Purtroppo direi di no, perlomeno sulla base dei documenti disponibili. Si ha sempre l’impressione che anche per i suoi psicoanalisti Marilyn rappresentasse un’icona, un mito, piuttosto che una persona sofferente. Ho trovato più umano l’atteggiamento di Joe Di Maggio, anche quando non era più suo marito, ma era sempre pronto a darle una mano. Fu lui ad accorrere subito per portarla via dalla clinica psichiatrica (ed allora non erano bei posti neppure a New York) dove l’aveva fatta ricoverare la psicoanalista del momento, incapace di gestire la sua “difficile” paziente.

5 agosto 1962; intorno alla casa di Marilyn si avvicendano una serie di personaggi: noti, meno noti, in incognito… Le ipotesi sulla sua fine ancora oggi si alternano: suicidio, omicidio… Secondo Lei si riuscirà a raggiungere la verità sulla morte della Monroe?

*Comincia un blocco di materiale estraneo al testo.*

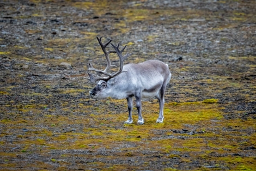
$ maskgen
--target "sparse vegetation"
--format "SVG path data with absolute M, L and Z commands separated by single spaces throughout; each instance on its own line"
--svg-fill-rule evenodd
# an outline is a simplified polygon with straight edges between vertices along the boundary
M 256 2 L 163 1 L 0 2 L 0 169 L 256 170 Z M 89 99 L 96 36 L 168 64 L 163 123 Z

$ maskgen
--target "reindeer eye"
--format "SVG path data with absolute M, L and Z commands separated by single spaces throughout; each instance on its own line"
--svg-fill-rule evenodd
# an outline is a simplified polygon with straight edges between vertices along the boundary
M 101 87 L 103 88 L 105 88 L 106 87 L 107 87 L 107 84 L 105 83 L 102 83 Z

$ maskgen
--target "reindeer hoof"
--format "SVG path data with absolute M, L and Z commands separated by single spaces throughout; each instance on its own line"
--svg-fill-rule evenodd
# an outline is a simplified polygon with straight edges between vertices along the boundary
M 159 119 L 157 119 L 157 120 L 156 120 L 156 123 L 162 123 L 163 121 L 163 118 L 161 118 L 161 119 L 159 118 Z
M 133 121 L 132 120 L 126 120 L 126 121 L 124 122 L 125 124 L 131 124 L 131 123 L 132 123 L 133 122 Z
M 137 123 L 139 124 L 139 125 L 144 124 L 144 119 L 141 119 L 141 120 L 138 120 Z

La morte di Marilyn si situa in una fase della storia degli Stati Uniti segnata dai successivi omicidi di John F. Kennedy e del fratello Robert. Più si scava sui moventi e sui personaggi implicati nella eliminazione dei Kennedy, sempre più plausibile diviene l’ipotesi che la fine di Marilyn vada inquadrata in quello scenario. Le ricerche più recenti, fondate su nuove testimonianze e prove, tendono a confermare la pista dell’omicidio: vi era il pericolo che Marilyn svelasse alcune informazioni molto compromettenti sui retroscena della politica dei Kennedy. In questo senso Marilyn, più che un caso clinico per gli psicologi e gli psicoanalisti, rappresenta un pezzo di storia del secondo Novecento, e sotto questo aspetto merita ancora di essere studiata per capire cosa nascondesse quel sorriso malizioso.